C’est une chanson écrite par BirdPaula, une peintre américaine qui habite en France depuis 40 ans. J’avais demandé à un ami si quelqu’un pouvait m’aider à finir les paroles d’un titre et il me l’a présentée. C’est une song writer. Elle a 70 ans, elle est extraordinaire, fait de la médiation et est très sensible aux vibrations. Nous avons parlé de ce qui venait de se produire dans ma vie, le décès de mon oncle, et celui de sa mère. Nous avons évoqué leur mort et comment nous sentons leur présence. La mort, ce n’est pas la fin du monde. On devient invincible quand on est mort et je suis presque jalouse en fait, alors que je vais mourir aussi. « You’re on your way home, you’re going home. »

Votre voix est extrêmement puissante et il y a un tel contraste quand vous dites que vous n’avez pas confiance en vous, qu’on se demande comment c’est possible.

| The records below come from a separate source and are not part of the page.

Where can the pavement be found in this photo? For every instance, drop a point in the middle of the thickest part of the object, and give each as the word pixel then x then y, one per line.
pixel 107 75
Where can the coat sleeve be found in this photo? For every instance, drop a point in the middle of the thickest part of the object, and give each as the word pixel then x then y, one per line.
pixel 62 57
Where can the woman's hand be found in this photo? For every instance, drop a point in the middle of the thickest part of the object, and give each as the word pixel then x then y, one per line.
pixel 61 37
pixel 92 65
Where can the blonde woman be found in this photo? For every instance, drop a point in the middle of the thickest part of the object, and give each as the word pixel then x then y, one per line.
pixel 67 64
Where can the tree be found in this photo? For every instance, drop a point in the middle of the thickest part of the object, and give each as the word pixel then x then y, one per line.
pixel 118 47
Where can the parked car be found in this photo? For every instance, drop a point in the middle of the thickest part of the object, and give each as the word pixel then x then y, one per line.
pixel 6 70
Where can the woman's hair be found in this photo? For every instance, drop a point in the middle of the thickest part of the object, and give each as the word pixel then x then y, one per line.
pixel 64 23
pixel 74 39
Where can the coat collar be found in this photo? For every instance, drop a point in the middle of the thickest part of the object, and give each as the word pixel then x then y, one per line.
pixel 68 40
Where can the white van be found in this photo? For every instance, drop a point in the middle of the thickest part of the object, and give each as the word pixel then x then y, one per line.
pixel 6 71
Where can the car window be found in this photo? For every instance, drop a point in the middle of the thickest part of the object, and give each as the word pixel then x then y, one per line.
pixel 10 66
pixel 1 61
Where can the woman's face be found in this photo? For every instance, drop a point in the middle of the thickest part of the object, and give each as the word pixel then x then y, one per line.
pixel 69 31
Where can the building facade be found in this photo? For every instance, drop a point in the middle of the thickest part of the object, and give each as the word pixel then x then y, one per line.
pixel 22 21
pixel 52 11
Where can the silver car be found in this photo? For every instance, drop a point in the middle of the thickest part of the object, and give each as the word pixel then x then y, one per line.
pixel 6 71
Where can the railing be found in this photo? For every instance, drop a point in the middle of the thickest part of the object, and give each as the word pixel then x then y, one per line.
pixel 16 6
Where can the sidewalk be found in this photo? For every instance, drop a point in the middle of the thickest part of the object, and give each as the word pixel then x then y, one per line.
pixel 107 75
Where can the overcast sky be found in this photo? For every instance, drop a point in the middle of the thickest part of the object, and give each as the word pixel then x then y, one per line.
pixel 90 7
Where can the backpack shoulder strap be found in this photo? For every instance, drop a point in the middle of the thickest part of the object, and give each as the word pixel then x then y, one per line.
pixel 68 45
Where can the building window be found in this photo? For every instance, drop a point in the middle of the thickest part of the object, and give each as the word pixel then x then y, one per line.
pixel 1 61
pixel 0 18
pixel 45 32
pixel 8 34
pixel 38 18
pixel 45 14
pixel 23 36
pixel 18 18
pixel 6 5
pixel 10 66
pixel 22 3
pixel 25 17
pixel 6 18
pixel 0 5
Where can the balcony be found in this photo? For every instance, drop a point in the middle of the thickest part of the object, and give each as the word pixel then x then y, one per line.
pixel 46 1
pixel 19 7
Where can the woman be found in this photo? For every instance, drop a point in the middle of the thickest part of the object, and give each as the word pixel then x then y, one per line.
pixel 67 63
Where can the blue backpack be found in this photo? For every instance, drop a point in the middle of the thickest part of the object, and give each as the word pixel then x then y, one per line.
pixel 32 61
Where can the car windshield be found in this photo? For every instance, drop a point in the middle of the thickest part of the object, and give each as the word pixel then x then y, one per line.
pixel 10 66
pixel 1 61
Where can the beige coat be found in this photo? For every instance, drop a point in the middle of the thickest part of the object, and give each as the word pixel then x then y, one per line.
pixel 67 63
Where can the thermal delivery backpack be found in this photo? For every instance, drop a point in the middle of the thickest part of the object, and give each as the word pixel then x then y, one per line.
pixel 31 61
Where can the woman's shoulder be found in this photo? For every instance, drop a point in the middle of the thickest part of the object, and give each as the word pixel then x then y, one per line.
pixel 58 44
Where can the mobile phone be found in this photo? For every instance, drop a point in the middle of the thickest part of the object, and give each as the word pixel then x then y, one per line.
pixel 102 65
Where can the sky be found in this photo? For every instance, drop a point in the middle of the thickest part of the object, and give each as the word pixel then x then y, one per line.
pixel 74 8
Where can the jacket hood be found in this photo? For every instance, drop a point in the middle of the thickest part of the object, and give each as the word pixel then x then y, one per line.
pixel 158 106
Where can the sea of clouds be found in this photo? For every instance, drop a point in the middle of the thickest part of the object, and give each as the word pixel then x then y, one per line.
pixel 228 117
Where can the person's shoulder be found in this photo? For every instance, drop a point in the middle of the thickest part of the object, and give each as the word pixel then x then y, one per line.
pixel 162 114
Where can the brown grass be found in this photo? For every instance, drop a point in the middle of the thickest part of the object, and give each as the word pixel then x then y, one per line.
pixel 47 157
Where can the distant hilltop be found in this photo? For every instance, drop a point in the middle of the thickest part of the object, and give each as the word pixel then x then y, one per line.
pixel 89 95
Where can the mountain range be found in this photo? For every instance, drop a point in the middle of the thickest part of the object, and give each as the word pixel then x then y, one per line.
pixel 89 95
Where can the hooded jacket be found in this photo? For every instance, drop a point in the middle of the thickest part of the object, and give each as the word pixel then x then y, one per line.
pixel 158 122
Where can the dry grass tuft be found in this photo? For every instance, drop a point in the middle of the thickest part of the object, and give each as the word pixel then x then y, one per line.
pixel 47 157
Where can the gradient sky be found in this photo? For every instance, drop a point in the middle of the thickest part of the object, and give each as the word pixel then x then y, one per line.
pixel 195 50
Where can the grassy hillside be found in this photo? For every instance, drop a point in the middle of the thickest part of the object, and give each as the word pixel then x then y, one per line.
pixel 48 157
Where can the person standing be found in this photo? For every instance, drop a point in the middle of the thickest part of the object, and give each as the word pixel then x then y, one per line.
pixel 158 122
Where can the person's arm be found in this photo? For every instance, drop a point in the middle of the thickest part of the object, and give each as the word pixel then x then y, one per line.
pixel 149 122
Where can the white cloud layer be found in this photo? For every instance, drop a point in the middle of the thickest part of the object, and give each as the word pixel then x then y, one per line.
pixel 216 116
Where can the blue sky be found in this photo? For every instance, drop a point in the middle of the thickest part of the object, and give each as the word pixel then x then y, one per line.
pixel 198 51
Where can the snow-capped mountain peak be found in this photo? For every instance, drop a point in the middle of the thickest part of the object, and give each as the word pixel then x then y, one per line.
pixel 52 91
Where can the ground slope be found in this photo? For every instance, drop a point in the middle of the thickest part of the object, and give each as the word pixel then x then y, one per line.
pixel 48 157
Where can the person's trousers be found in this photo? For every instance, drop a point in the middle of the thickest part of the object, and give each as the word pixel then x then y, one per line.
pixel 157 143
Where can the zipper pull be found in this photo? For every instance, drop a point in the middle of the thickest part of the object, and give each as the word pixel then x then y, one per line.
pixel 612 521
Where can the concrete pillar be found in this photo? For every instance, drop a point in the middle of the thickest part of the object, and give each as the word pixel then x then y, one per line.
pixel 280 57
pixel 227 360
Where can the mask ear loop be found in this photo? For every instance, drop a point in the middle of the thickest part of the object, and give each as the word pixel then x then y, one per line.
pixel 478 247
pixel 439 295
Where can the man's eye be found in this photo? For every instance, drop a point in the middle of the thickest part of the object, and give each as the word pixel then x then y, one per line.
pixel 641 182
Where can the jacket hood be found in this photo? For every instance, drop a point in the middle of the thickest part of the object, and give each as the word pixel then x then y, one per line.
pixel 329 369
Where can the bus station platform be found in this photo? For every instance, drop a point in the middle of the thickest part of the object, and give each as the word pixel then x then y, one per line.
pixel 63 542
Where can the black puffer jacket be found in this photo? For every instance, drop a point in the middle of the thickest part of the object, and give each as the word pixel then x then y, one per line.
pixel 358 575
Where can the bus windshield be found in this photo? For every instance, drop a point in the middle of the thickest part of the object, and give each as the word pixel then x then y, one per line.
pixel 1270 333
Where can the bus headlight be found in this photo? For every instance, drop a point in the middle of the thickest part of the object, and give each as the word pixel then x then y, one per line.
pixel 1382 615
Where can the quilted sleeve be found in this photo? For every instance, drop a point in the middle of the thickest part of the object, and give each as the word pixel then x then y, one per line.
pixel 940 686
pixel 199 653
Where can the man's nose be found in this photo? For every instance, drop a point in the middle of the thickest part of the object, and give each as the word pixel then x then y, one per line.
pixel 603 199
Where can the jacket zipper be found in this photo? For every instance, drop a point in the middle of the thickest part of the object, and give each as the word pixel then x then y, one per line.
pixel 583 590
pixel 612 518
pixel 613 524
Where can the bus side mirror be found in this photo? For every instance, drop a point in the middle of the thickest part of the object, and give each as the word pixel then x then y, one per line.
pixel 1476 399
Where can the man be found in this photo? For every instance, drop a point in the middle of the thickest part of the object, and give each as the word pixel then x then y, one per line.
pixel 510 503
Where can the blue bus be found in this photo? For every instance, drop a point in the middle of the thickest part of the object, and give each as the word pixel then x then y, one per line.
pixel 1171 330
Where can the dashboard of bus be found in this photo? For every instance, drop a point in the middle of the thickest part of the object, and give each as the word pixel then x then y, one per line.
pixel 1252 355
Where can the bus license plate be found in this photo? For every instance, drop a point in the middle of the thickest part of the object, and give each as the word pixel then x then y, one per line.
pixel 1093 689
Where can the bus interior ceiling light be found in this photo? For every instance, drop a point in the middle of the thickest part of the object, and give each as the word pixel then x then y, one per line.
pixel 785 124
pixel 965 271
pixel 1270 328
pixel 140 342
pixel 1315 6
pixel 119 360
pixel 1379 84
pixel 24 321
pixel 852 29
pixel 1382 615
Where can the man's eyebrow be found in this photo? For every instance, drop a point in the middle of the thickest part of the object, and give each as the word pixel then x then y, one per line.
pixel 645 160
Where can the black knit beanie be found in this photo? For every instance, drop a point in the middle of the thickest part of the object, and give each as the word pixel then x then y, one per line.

J’ai toujours pensé que c’est moi qui suis en train de chanter, mais c’est un ensemble. L’énergie ne vient pas que de moi, elle vient des musiciens, du public, de l’environnement. J’ai beaucoup de trac avant et pendant, mais c’est le moment qui m’aide, la scène qui me donne beaucoup d’énergie, et du coup là je peux oser alors que dans la vie, je ne pourrais jamais parler fort ou crier. J’ai l’impression qu’on est entre nous, le public, les musiciens et moi, c’est une famille. Et il n’y a que nous, c’est tellement fort, comme si on était dans une église, on n’entend pas le bruit qui vient de l’extérieur, même si on joue en plein air. C’est le moment juste avec ces gens-là, ça n’arrive que cette fois, c’est le moment. On s’aime, on se pardonne, on s’encourage. Et je ressens la même chose quand je vais voir un concert, les musiciens que j’adore, on est sur le même bateau. La scène crée l’unité. Je suis un peu folle peut-être… (rires)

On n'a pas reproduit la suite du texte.